Imigracja i gospodarka

Inne niedawne badanie wśród wyborców pochodzenia latynoskiego w 22 stanach, przeprowadzone przez Florida International University i firmę marketingową Adsmovil, wykazało, że 45 procent ankietowanych woli Demokratów, jeśli chodzi o imigrację, a 29 procent twierdzi, że Republikanie są w tej kwestii lepsi.

Badanie wykazało, że latynoscy wyborcy uznają imigrację i „otwarte granice” za największe zagrożenie dla bezpieczeństwa narodowego kraju.

Jednak sondaże pokazują również, że wyborcy pochodzenia latynoskiego są rozdarci stanem gospodarki dotkniętej inflacją, która zwykle najbardziej uderza w rodziny o niższych dochodach.
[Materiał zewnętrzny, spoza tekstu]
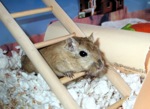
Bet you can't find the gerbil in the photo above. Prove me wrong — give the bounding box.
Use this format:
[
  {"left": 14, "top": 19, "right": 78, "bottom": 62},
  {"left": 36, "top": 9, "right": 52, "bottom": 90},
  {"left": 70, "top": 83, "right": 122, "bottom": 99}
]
[{"left": 22, "top": 34, "right": 104, "bottom": 77}]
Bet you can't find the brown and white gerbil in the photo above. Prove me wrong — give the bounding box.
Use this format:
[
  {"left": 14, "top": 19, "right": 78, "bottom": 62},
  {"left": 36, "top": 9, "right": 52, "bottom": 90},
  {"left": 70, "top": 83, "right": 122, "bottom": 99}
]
[{"left": 22, "top": 34, "right": 104, "bottom": 77}]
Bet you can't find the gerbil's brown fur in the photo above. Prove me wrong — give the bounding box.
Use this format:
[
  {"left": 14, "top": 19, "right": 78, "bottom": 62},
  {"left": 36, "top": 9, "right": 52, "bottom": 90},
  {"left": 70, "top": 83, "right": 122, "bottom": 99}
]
[{"left": 22, "top": 36, "right": 104, "bottom": 77}]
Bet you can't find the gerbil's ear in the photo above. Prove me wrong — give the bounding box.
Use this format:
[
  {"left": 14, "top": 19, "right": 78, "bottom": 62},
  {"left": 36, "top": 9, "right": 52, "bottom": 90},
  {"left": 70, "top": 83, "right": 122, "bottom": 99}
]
[
  {"left": 65, "top": 38, "right": 79, "bottom": 51},
  {"left": 94, "top": 38, "right": 100, "bottom": 47},
  {"left": 88, "top": 33, "right": 94, "bottom": 43}
]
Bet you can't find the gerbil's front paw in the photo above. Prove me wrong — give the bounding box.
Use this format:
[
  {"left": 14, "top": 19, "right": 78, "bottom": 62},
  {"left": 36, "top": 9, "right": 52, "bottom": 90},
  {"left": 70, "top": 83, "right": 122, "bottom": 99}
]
[{"left": 64, "top": 71, "right": 74, "bottom": 78}]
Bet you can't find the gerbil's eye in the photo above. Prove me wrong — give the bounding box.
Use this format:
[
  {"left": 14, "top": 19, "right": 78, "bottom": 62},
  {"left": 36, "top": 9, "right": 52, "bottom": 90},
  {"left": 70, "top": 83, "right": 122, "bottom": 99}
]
[{"left": 79, "top": 51, "right": 87, "bottom": 57}]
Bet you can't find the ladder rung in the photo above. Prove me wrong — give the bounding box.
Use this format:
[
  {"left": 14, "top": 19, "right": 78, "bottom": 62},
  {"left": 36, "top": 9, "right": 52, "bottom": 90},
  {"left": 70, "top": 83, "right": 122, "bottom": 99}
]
[
  {"left": 11, "top": 6, "right": 52, "bottom": 18},
  {"left": 34, "top": 33, "right": 76, "bottom": 49}
]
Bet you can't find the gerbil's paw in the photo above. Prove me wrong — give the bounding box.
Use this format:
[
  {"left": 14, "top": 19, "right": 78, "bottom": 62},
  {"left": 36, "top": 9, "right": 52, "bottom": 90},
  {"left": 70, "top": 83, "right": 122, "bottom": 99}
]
[{"left": 64, "top": 71, "right": 74, "bottom": 78}]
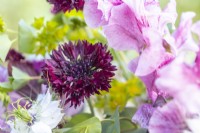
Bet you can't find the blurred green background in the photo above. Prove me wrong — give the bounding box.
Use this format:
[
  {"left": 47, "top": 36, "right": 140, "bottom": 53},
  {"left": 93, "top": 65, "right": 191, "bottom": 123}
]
[{"left": 0, "top": 0, "right": 200, "bottom": 30}]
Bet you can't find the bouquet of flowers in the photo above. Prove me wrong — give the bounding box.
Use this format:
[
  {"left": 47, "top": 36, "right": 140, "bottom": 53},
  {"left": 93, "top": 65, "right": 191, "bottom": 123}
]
[{"left": 0, "top": 0, "right": 200, "bottom": 133}]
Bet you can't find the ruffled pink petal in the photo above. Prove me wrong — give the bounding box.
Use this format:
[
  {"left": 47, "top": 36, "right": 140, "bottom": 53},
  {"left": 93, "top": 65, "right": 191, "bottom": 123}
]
[
  {"left": 104, "top": 25, "right": 138, "bottom": 51},
  {"left": 192, "top": 21, "right": 200, "bottom": 40},
  {"left": 148, "top": 101, "right": 188, "bottom": 133},
  {"left": 173, "top": 12, "right": 199, "bottom": 51},
  {"left": 135, "top": 29, "right": 166, "bottom": 76},
  {"left": 83, "top": 0, "right": 103, "bottom": 28}
]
„Wygląda na to, że Latynosi mogą w dalszym ciągu przesuwać się w stronę Trumpa” – powiedział Al Jazeerze Mike Madrid, republikanin przeciwny Trumpowi w Kalifornii i gospodarz podcastu The Latino Vote.

„Latynoscy wyborcy szybko przeciwstawiają się konwencjonalnemu stereotypowi na temat tego, za kogo ich zwykle uważaliśmy. Latynosi odchodzą od kwestii rasowych i etnicznych, takich jak imigracja, na rzecz kwestii populizmu gospodarczego i finansów kieszonkowych” – dodał.

Rosnący udział elektoratu

Jako największa mniejszość w kraju – według spisu powszechnego z 2020 r. stanowiąca 19,5% całej populacji – Latynosi tworzą stale rosnący blok wyborczy w zbliżających się zaciętych wyborach prezydenckich. Choć głos Latynosów nie jest monolityczny, ma kluczowe znaczenie w niektórych stanach będących polami bitew, takich jak Floryda, Arizona i Nevada. Trump zwyciężył na Florydzie w 2020 r. także dzięki fali poparcia ze strony wyborców pochodzenia latynoskiego i latynoskiego.
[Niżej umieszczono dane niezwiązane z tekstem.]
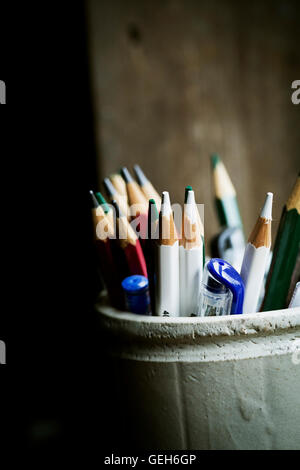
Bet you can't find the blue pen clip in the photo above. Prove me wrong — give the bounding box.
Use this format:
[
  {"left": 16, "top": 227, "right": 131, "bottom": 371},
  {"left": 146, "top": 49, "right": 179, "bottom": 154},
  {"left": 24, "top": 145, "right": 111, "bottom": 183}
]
[{"left": 207, "top": 258, "right": 245, "bottom": 315}]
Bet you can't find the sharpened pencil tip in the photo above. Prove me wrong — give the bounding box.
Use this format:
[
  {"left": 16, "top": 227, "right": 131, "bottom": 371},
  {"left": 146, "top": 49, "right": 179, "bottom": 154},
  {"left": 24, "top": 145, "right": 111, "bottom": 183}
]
[
  {"left": 133, "top": 165, "right": 148, "bottom": 186},
  {"left": 121, "top": 166, "right": 133, "bottom": 183},
  {"left": 210, "top": 153, "right": 221, "bottom": 168},
  {"left": 111, "top": 199, "right": 122, "bottom": 219},
  {"left": 184, "top": 186, "right": 193, "bottom": 204},
  {"left": 260, "top": 192, "right": 273, "bottom": 219},
  {"left": 90, "top": 190, "right": 100, "bottom": 209},
  {"left": 161, "top": 191, "right": 172, "bottom": 216}
]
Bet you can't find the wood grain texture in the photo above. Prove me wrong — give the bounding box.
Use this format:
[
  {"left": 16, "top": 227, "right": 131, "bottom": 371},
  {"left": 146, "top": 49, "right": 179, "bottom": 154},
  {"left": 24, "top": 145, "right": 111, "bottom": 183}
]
[{"left": 87, "top": 0, "right": 300, "bottom": 252}]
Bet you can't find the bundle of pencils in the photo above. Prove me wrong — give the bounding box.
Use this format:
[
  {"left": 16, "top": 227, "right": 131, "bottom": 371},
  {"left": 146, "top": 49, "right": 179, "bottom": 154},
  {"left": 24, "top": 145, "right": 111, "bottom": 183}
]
[{"left": 91, "top": 160, "right": 300, "bottom": 316}]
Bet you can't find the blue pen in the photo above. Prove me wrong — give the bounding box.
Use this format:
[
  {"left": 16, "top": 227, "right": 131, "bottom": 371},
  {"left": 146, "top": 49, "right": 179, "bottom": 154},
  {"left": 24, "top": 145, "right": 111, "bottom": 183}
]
[{"left": 198, "top": 258, "right": 245, "bottom": 316}]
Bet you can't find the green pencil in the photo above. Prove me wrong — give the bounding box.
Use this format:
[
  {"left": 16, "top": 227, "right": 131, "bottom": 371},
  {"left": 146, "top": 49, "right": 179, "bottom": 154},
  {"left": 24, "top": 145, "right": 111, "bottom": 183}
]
[
  {"left": 262, "top": 174, "right": 300, "bottom": 312},
  {"left": 211, "top": 154, "right": 243, "bottom": 233},
  {"left": 95, "top": 191, "right": 113, "bottom": 227}
]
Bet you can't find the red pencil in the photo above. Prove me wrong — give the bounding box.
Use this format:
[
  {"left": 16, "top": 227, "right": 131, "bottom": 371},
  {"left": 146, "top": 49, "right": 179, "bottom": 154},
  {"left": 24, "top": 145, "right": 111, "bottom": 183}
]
[
  {"left": 121, "top": 167, "right": 148, "bottom": 242},
  {"left": 90, "top": 191, "right": 124, "bottom": 310}
]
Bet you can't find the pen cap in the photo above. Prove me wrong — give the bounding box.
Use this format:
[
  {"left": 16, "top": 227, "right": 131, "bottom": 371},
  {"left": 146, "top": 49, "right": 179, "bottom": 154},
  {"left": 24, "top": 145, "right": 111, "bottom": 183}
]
[
  {"left": 198, "top": 263, "right": 232, "bottom": 317},
  {"left": 207, "top": 258, "right": 245, "bottom": 315},
  {"left": 122, "top": 274, "right": 151, "bottom": 315},
  {"left": 289, "top": 282, "right": 300, "bottom": 308}
]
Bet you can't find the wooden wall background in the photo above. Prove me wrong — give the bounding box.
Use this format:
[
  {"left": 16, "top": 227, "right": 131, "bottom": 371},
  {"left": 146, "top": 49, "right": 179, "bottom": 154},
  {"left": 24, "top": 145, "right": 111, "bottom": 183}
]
[{"left": 87, "top": 0, "right": 300, "bottom": 252}]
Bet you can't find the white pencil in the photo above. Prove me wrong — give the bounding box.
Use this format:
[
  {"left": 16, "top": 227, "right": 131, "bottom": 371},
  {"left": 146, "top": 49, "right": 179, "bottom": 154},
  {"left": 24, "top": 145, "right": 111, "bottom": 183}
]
[
  {"left": 156, "top": 191, "right": 180, "bottom": 317},
  {"left": 241, "top": 193, "right": 273, "bottom": 313},
  {"left": 179, "top": 190, "right": 203, "bottom": 317}
]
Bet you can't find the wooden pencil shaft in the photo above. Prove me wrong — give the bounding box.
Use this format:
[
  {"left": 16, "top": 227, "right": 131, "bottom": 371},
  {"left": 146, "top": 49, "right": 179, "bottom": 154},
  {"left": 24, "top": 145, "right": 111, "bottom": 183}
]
[
  {"left": 212, "top": 155, "right": 242, "bottom": 227},
  {"left": 241, "top": 193, "right": 273, "bottom": 313},
  {"left": 262, "top": 176, "right": 300, "bottom": 311},
  {"left": 110, "top": 174, "right": 127, "bottom": 200}
]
„W USA uprawnionych do głosowania jest ponad 36 milionów Latynosów, co czyni ich największą mniejszością w kraju” – powiedział Daniel Coronell, prezes Noticias Univision, w oświadczeniu przed ratuszem. „[They have] władzę wpływania na wynik wyścigu o Biały Dom i przyszłość narodu”.

Mężczyźni z Harrisem

W zabieganiu o względy wyborców pochodzenia latynoskiego Harris skupia się szczególnie na mężczyznach, gdyż ta grupa chętniej zwróci się do Trumpa. Jej kampanię rozpoczęła w tym tygodniu grupa znana jako „Hombres con Harris”.
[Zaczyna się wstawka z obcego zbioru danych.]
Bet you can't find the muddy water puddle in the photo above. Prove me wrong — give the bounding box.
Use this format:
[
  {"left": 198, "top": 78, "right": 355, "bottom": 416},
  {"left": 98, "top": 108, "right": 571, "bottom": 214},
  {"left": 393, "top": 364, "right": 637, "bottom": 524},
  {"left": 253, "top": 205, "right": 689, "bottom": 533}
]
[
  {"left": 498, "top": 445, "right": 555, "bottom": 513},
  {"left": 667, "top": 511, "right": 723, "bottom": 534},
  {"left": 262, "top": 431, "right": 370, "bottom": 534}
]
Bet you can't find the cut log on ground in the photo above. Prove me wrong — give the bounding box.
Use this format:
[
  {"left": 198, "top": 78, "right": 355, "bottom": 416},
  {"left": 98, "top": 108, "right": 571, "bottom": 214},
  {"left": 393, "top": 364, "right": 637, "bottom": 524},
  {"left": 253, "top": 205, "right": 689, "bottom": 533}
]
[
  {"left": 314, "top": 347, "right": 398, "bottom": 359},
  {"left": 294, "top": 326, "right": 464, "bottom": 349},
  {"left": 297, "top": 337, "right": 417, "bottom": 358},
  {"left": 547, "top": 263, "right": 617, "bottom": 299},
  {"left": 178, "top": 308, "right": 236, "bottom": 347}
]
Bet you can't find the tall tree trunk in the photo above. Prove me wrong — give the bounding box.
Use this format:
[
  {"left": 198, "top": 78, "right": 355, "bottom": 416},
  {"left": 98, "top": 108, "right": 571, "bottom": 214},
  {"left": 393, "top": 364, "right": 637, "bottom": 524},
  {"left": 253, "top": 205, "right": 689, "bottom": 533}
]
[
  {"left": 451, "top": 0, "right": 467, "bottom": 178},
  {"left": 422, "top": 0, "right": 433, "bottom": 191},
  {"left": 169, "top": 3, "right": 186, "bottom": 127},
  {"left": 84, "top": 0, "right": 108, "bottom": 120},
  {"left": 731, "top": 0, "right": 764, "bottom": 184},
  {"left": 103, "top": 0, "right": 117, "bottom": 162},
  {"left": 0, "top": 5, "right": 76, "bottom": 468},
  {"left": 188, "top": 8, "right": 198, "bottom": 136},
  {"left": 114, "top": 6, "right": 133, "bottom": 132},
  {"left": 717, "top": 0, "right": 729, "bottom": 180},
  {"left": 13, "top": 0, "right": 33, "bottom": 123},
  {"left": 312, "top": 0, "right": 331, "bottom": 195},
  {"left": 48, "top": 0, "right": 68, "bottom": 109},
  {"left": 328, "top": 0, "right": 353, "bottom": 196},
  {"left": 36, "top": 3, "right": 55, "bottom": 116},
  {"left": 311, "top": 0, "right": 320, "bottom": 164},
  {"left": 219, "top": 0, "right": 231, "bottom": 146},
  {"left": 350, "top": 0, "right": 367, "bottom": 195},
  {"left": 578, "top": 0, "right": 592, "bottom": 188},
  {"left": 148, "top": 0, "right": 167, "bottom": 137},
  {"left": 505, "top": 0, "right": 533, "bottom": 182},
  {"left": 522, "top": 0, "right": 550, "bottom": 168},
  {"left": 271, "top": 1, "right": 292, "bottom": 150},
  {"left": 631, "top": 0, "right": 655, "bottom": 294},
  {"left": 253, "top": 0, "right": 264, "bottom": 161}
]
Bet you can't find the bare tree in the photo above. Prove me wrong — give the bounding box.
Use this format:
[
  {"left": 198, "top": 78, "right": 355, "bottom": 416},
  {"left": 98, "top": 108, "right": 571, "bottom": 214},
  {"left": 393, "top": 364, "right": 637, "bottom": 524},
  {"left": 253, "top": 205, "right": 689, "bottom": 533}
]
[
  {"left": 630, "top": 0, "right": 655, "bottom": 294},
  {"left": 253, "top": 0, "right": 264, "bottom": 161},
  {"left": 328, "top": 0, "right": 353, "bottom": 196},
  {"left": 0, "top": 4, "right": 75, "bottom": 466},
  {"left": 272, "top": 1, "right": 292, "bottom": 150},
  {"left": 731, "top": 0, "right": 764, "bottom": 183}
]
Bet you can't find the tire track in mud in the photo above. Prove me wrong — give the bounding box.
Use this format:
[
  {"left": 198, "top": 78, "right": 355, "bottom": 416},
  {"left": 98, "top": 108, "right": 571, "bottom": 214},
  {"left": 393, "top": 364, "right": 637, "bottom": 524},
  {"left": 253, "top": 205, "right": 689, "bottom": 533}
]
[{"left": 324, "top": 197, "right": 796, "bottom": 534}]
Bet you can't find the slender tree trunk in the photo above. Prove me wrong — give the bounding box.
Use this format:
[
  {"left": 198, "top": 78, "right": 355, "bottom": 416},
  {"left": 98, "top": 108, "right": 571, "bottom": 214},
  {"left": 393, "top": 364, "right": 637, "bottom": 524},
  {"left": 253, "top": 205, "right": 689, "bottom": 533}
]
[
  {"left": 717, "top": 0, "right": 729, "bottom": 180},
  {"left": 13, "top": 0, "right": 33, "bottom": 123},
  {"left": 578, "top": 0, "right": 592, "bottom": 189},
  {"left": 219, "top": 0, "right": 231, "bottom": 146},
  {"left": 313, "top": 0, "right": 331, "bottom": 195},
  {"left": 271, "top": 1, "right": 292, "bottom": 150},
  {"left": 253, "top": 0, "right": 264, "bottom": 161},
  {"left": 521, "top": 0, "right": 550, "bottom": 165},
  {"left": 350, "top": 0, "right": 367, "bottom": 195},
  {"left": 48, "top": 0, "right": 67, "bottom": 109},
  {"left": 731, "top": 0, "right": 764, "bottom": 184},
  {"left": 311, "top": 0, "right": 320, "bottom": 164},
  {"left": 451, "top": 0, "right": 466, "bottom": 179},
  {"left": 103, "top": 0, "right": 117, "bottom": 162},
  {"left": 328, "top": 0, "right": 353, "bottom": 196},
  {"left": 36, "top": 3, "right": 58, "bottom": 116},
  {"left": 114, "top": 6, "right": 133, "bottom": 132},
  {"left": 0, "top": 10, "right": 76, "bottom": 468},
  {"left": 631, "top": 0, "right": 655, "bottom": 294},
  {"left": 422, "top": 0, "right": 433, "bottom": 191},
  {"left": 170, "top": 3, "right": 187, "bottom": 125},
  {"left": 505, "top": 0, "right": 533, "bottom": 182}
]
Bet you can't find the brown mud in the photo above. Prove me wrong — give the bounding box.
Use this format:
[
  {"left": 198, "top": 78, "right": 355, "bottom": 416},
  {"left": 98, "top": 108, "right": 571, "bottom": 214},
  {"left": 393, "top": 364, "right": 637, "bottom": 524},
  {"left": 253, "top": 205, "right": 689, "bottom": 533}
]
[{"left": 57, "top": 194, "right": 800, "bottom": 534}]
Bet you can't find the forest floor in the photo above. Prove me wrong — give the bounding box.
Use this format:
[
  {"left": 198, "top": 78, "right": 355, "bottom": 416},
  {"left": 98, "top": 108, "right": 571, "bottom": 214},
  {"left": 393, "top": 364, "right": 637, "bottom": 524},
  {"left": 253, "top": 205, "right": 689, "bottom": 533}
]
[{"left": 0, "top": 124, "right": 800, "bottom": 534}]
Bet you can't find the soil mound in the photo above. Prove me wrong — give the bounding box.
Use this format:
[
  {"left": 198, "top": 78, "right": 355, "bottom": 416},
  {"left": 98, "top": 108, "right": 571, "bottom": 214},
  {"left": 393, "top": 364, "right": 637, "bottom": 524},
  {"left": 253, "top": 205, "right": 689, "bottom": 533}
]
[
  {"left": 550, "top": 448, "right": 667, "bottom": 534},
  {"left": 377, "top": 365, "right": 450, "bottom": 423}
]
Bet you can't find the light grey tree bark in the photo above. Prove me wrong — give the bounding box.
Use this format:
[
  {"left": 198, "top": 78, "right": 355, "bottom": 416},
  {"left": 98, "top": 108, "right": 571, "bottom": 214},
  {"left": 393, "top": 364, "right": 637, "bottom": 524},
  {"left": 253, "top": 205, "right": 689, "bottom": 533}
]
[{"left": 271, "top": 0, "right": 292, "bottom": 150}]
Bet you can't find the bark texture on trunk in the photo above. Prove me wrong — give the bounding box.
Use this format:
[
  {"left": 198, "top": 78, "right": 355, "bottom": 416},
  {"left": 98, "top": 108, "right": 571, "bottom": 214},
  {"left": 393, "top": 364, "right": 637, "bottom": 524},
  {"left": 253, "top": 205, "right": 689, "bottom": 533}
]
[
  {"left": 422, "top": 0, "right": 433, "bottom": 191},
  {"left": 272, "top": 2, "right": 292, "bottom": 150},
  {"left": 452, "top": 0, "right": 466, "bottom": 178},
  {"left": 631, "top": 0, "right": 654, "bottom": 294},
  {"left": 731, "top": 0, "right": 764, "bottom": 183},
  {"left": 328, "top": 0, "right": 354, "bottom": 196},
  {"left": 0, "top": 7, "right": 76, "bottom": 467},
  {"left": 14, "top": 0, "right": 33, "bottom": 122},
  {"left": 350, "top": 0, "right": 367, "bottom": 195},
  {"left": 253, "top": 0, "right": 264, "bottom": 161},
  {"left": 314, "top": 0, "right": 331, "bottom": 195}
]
Celem kampanii było także dotarcie do wyborców pochodzenia latynoskiego, którzy być może nie śledzą uważnie wyborów, na przykład poprzez zaproszenie Julie Chavez Rodriguez, menedżerki kampanii Harrisa, na niedawny mecz bokserski pomiędzy Canelo Alvarezem i Edgarem Berlangą w Las Vegas oraz organizowanie wydarzeń w kościołach i gdzie indziej, aby uczcić wrześniowy Dzień Niepodległości Meksyku.

W zeszłym miesiącu w ramach kampanii Harris ogłosił także, że wydaje 3 miliony dolarów na hiszpańskojęzyczne reklamy radiowe i koncentruje się na wydarzeniach sportowych, takich jak mecze baseballowe i bokserskie.

Kolega Harrisa na kandydaturę, gubernator Minnesoty Tim Walz, wziął w środę w Phoenix w Arizonie udział w wydarzeniu inaugurującym Hombres wraz z kongresmanem Demokratów z Arizony Rubenem Gallego i aktorem Jaime Camilem. Podobne spotkania odbyły się w innych miejscach w Arizonie, a także w Nevadzie i Pensylwanii.

Według AP VoteCast ponad sześciu na 10 wyborców Latynosów poparło Bidena w 2020 r., a 35 procent poparło byłego prezydenta Donalda Trumpa. Jednakże lipcowy sondaż przeprowadzony przez Associated Press-NORC Centre for Public Affairs Research wykazał, że tylko około czterech na dziesięciu Latynosów stwierdziło, że są dość lub bardzo optymistyczni co do przyszłości Partii Demokratycznej, a około jedna czwarta stwierdziła to samo o Partii Republikańskiej Impreza.

Harris odzyskuje grunt pod nogami

Jak wynika z sierpniowego sondażu Univision News/YouGov, Harris odzyskał część głosów Latynosów utraconych przez Bidena. Zdobyła także poparcie Ligi Zjednoczonych Obywateli Ameryki Łacińskiej – co stanowi pierwszy przypadek, gdy najstarsza latynoska grupa praw obywatelskich w kraju poparła kandydata na prezydenta od jej powstania w 1929 roku.

„Możemy im ufać, że zrobią to, co jest dobre dla naszej społeczności i kraju” – powiedział w oświadczeniu Domingo Garcia, przewodniczący LULAC Adelante PAC i bezpośredni były prezydent LULAC. „Należy położyć kres polityce siania nienawiści i robienia kozłów ofiarnych z Latynosów i imigrantów!”